A partir dos dados, a equipa descobriu que a abundância de ambas espécies variou de acordo com a temperatura da água registada, diminuindo em regiões com águas mais quentes como por exemplo no sul da Islândia. Esta diminuição foi particularmente evidente para o airo de Brünnich, uma vez que as suas populações têm diminuído desde os anos 90. A diminuição da abundância do airo de Brünnich está de acordo com as projeções em resposta às alterações climáticas. Percebeu-se também que as populações de airo de Brünnich se deslocaram mais para se alimentar em zonas de mar aberto e de gelo oceânico na região do Ártico. Este comportamento foi registado principalmente nas populações de Látrabjarg (Noroeste islandês) onde têm acesso a correntes de água polar, como a corrente da Groenlândia Oriental. Estes resultados foram também confirmados pelos isótopos estáveis de carbono que diferiram significativamente entre ambas as populações. Onde o acesso a estas zonas era difícil, as populações do airo de Brünnich tendem a refugiar-se nos fiordes islandeses que, devido à sua preservação de águas com temperaturas mais baixas, funcionam como refúgio para esta espécie.

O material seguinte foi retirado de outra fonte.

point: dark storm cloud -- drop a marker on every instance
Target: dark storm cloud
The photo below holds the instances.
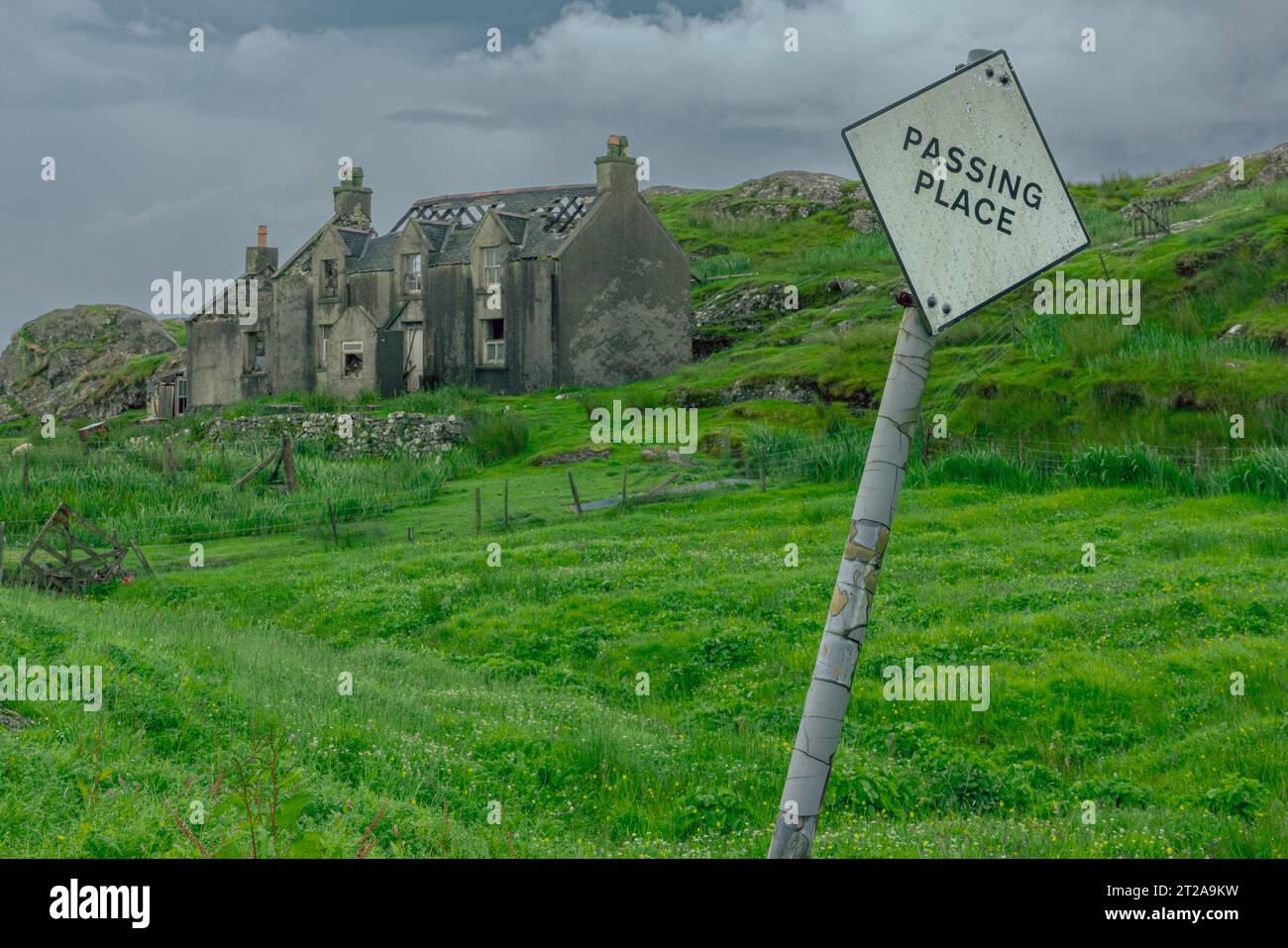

Contrariamente ao esperado, os resultados deste estudo não evidenciaram nenhum efeito entre a abundância do airo comum e o airo de Brünnich face aos habitats utilizados por ambos. As assinaturas dos isótopos sugerem ainda que ambas as espécies possuem dietas similares. Por esse motivo, as condições ambientais são os principais fatores limitantes na distribuição geográfica destas aves. Em suma, os impactos das alterações climáticas na região da Islândia terão um impacto negativo em ambas as espécies, em especial no airo de Brünnich.

Bonnet-Lebrun, AS., Larsen, T., Thórarinsson, T.L. et al. Cold comfort: Arctic seabirds find refugia from climate change and potential competition in marginal ice zones and fjords. Ambio 51, 345–354 (2022).